The completed table is:

\( t \) (seconds)	\( d \) (meters)
0.5	30.75
1	27
1.5	20.75
2	12

To plot the data, use the \( t \)-values as the x - coordinates and the corresponding \( d \)-values as the y - coordinates. For example, the points are \((0, 32)\), \((0.5, 30.75)\), \((1, 27)\), \((1.5, 20.75)\), and \((2, 12)\). Plot these points on the given coordinate plane where the x - axis is time (seconds) and the y - axis is distance from the ground (meters).

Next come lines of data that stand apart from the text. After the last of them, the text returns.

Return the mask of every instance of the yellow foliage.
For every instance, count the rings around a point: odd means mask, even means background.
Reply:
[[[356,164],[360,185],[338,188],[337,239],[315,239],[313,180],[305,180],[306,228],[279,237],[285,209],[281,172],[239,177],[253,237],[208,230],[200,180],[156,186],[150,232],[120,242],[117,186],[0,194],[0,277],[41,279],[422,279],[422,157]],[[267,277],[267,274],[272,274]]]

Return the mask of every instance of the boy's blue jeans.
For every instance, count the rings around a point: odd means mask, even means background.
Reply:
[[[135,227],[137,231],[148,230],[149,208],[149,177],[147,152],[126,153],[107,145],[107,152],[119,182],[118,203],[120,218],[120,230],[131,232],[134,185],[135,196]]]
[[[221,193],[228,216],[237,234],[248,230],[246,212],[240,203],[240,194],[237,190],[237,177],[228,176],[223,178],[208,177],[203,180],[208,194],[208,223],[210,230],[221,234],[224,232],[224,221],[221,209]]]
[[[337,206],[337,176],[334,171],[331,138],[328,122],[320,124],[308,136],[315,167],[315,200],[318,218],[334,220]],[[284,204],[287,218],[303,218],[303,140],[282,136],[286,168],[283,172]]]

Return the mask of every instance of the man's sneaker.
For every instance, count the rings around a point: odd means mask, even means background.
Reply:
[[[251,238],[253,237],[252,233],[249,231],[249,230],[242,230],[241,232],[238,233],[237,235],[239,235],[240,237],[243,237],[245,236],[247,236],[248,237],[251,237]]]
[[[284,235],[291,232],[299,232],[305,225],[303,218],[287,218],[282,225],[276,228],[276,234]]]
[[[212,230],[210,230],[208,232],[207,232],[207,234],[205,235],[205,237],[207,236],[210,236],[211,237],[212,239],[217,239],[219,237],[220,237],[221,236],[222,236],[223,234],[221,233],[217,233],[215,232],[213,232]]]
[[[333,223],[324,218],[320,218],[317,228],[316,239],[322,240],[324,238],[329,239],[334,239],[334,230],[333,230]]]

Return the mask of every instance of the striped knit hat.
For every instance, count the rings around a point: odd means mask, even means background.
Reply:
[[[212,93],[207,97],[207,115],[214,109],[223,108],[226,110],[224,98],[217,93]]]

Part 2: Constant Speed Analysis

To determine if the speed is constant, we can look at the rate of change of distance with respect to time (speed). For a constant speed, the change in distance (\(\Delta d\)) per unit change in time (\(\Delta t\)) should be constant.

First, calculate the change in distance between consecutive time intervals:

• From \( t = 0 \) to \( t = 0.5 \): \(\Delta t=0.5 - 0 = 0.5\) seconds, \(\Delta d=30.75 - 32=- 1.25\) meters. The average speed (magnitude) is \(\frac{\vert\Delta d\vert}{\Delta t}=\frac{1.25}{0.5} = 2.5\) m/s.
• From \( t = 0.5 \) to \( t = 1 \): \(\Delta t = 1 - 0.5=0.5\) seconds, \(\Delta d=27 - 30.75=-3.75\) meters. The average speed is \(\frac{\vert - 3.75\vert}{0.5}=\frac{3.75}{0.5} = 7.5\) m/s.
• From \( t = 1 \) to \( t = 1.5 \): \(\Delta t=1.5 - 1 = 0.5\) seconds, \(\Delta d=20.75 - 27=-6.25\) meters. The average speed is \(\frac{\vert - 6.25\vert}{0.5}=\frac{6.25}{0.5}=12.5\) m/s.
• From \( t = 1.5 \) to \( t = 2 \): \(\Delta t=2 - 1.5 = 0.5\) seconds, \(\Delta d=12 - 20.75=-8.75\) meters. The average speed is \(\frac{\vert - 8.75\vert}{0.5}=\frac{8.75}{0.5} = 17.5\) m/s.

Since the average speed (rate of change of distance) is increasing as time increases (the magnitude of \(\Delta d\) is increasing for the same \(\Delta t\)), the water bottle is not falling at a constant speed. Another way to see this is from the equation \( d = 32-5t^2 \). This is a quadratic equation, and the graph of \( d \) vs \( t \) is a parabola (not a straight line). For an object moving at a constant speed, the distance - time graph should be a straight line (since \( d=v\times t + d_0\), which is linear). Since the graph of \( d \) against \( t \) is a parabola, the speed (which is the slope of the tangent to the \( d - t \) curve) is not constant.

Answer:

s:

Part 1:

The completed table is:

\( t \) (seconds)	\( d \) (meters)
0.5	30.75
1	27
1.5	20.75
2	12

(For plotting, plot the points \((0, 32)\), \((0.5, 30.75)\), \((1, 27)\), \((1.5, 20.75)\), \((2, 12)\) on the given coordinate plane.)

Part 2:

The water bottle is not falling at a constant speed. We know this because the average speed (calculated from the change in distance over equal time intervals) is increasing, and the distance - time relationship is quadratic (the graph of \( d \) vs \( t \) is a parabola, not a straight line), which implies that the speed (slope of the \( d - t \) curve) is changing.